The bank’s analysts estimated – in a recent report seen by the specialized energy platform – that the current demand for oil is about 101 million barrels per day.

factors for the decline in oil prices

UBS analysts indicated that oil prices rebounded in early April 2023 after several members of the OPEC + alliance announced voluntary production cuts of 1.66 million barrels per day, starting in May and continuing until the end of the year.

However, prices have since traded near the lows seen in early 2022.

The report – of which the energy platform obtained a copy – indicated that many market participants had a positive outlook on prices at the beginning of the current year (2023).

However, investors avoided adding new purchases, due to fears of a recession in the United States, as well as weak economic data from China, despite the International Energy Agency’s estimates that Chinese demand reached a record high of 16 million barrels per day in March. March.

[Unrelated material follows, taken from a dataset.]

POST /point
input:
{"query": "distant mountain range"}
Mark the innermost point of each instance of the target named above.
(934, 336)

Other factors include doubts about Russia’s pledge to cut production by 500,000 barrels per day in recent months in light of rising oil exports, as well as higher crude exports from some Middle Eastern oil producers in April.

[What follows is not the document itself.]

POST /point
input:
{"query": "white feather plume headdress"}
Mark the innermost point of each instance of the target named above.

This has led to concerns about weak production compliance, but the rise in exports is likely due to lower domestic demand.

The following chart – prepared by the specialized energy platform – shows the expectations of oil demand and supply in 2023:

Oil market forecast

UBS analysts wrote – in their report issued today, Wednesday (May 17, 2023) -: “We have noted that annual changes in OECD commercial oil inventories clearly explain changes in the price of Brent crude.”

The increase in inventories – boosted by the release of strategic oil reserves last year (2022) – has affected prices since mid-2022, according to the investment bank.

“We expect to see larger drawdowns from inventories in the coming months,” said Giovanni Stanovo, a commodities analyst at Swiss bank UBS and co-author of the report.

And with oil production declining in May 2023 due to voluntary production cuts by the OPEC+ alliance and forest fires in Canada, UBS expects oil production to decline again by about 100 million barrels per day in the second quarter of 2023, from about 101 million barrels per day in First Quarter.

Commodities analyst at Swiss bank UBS, Giovanni Stanovo

At the same time, oil demand is likely to approach 102 million barrels per day in June 2023, supported by higher demand in the northern hemisphere, fueled by the driving season in the United States, and a similar rise in the Middle East, which uses oil in Generation of electricity to cool buildings.

The bank’s analysts also expected the oil market to suffer a supply shortage of approximately 1.5 million barrels per day in June 2023.

Oil price forecast

In this context, UBS analysts believe that investors will return to the oil market, as larger withdrawals from inventories become visible, which in turn supports prices.

Therefore, the Swiss bank maintained positive price expectations, but lowered them, given that it expected Russian oil production to remain at around 9.6 million barrels per day, and not drop to around 9 million barrels per day.

UBS cut its forecast by $15 per barrel for Brent crude at $90 and WTI at $85 per barrel, by the end of September 2023.

He also expected Brent crude to reach $95 per barrel, and WTI to $90 per barrel, by the end of December 2023 and the end of March 2024, down $10 per barrel from his previous forecast.

Oil prices today

Today, Wednesday (May 17, 2023), oil prices continued their losses for the second day in a row, in light of a decline of about 1%.

By 07:10 a.m. GMT (10:10 a.m. Mecca time), benchmark Brent crude futures – July 2023 delivery – fell by 0.75%, to $74.35 a barrel, according to information seen by the specialized energy platform.

West Texas Intermediate crude futures – for June 2023 delivery – also fell by 0.90%, to record a barrel of $70.22.

This comes amid traders’ caution in the wake of a sudden rise in US oil inventories, which raised concerns about demand in the wake of weaker-than-expected economic data from the US and China.